Il cligne des yeux, sans comprendre. Pas immédiatement, du moins. Son esprit reste encore lent, épuisé par la lutte contre le mal.
— Écoute, je sais pas si c'est vraiment ta mère, mais je peux te ramener voir les ravageurs. Essaie juste de pas te comporter comme un dingo, d'accord ? Ils pourraient avoir envie de faire un autre trou dans ton torse !
Ainsi c'était eux. Les images lui reviennent par bride. Il s'est élancé et un ravageur s'est interposé, un cri de rage ou de douleur jaillit et le noir s'est fait. Ils voulaient juste protéger sa mère, se rassure-t-il. Ils recueillent les réfugiés, ce sont des gens bien. Sa mère ne prônerait jamais de la violence gratuite ! Son cœur s'allège.
Cependant, il doit attendre. La frustration le gagne, mais la sorcière ne lui laisse aucun répit. Elle insiste pour qu'il marche, chaque jour un peu plus longtemps. Elle note ses progrès avec un morceau de charbon au mur.

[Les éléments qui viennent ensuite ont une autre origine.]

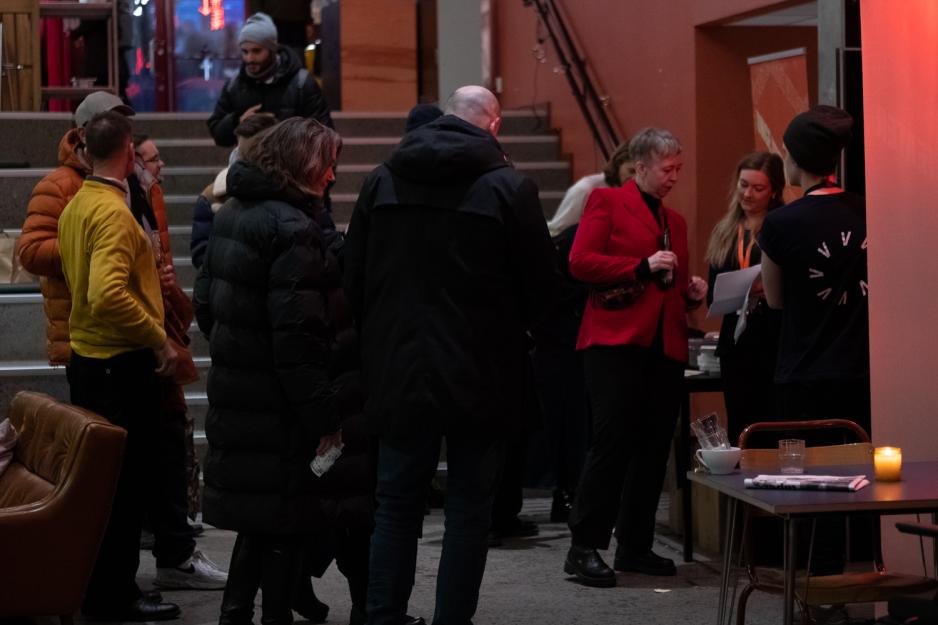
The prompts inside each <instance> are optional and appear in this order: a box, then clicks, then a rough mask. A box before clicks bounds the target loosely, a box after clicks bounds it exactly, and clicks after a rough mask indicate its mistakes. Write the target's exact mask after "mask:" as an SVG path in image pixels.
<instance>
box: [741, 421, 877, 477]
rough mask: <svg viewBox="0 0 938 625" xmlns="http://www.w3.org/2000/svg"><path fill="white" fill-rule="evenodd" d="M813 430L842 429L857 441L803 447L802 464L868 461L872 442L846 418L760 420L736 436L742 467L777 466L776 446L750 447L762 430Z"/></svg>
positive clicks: (803, 431)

Quand il l'interroge, elle a un sourire énigmatique à ses lèvres.
— Ton amie est repartie, se contente-t-elle de lui dire.
Il finit par lui demander :
— T'es normande ou quoi ?
Avec ses demi-réponses, elle lui fait penser à son oncle qui s'amuse à dire p'être bin que oui, p'être bin que non à chaque question.
— Ça changerait quoi ?
Il se demande, si pour elle, pour tous ici, faire partie des Gaspards ou résistants, peu importe comment ils s'appellent, n'est pas une renaissance. Aucun ne mentionne jamais son passé. Tous portent des pseudos étranges, comme des noms de code. Il a cru comprendre que celui de sa sorcière-infirmière est Luciole. Il trouve pas que ça lui aille tant que ça, il préférait Morgane, après tout, elle l'a empêché d'aller voir le monde des morts.

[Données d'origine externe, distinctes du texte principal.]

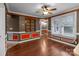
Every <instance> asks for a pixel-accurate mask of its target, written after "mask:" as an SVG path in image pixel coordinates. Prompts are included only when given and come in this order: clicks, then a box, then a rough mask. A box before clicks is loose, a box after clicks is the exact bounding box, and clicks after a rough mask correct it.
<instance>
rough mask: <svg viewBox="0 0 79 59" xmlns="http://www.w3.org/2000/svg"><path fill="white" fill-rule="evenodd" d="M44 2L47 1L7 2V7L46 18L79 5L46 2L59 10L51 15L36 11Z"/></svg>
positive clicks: (55, 14) (39, 17) (11, 9)
mask: <svg viewBox="0 0 79 59" xmlns="http://www.w3.org/2000/svg"><path fill="white" fill-rule="evenodd" d="M43 4H45V3H7V8H8V10H9V11H13V12H19V13H23V14H26V15H32V16H35V17H38V18H45V17H50V16H53V15H56V14H59V13H62V12H64V11H67V10H71V9H73V8H78V7H79V3H55V4H54V3H46V4H48V5H50V6H51V7H52V8H56V9H57V10H56V11H53V13H52V14H51V15H42V14H41V13H36V11H37V10H38V9H40V8H41V6H42V5H43Z"/></svg>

Un certain nombre est venu le voir, lui poser des questions sur les champignons, mais pas que. Il leur a dit que c'est pas lui l'expert, mais sa mère. C'est elle qui connaît toutes les plantes médicinales ! Il regrette leurs derniers mots échangés, si violents, bien plus que leurs pensées. Il était en colère, il ne savait pas que la fin du monde allait les séparer.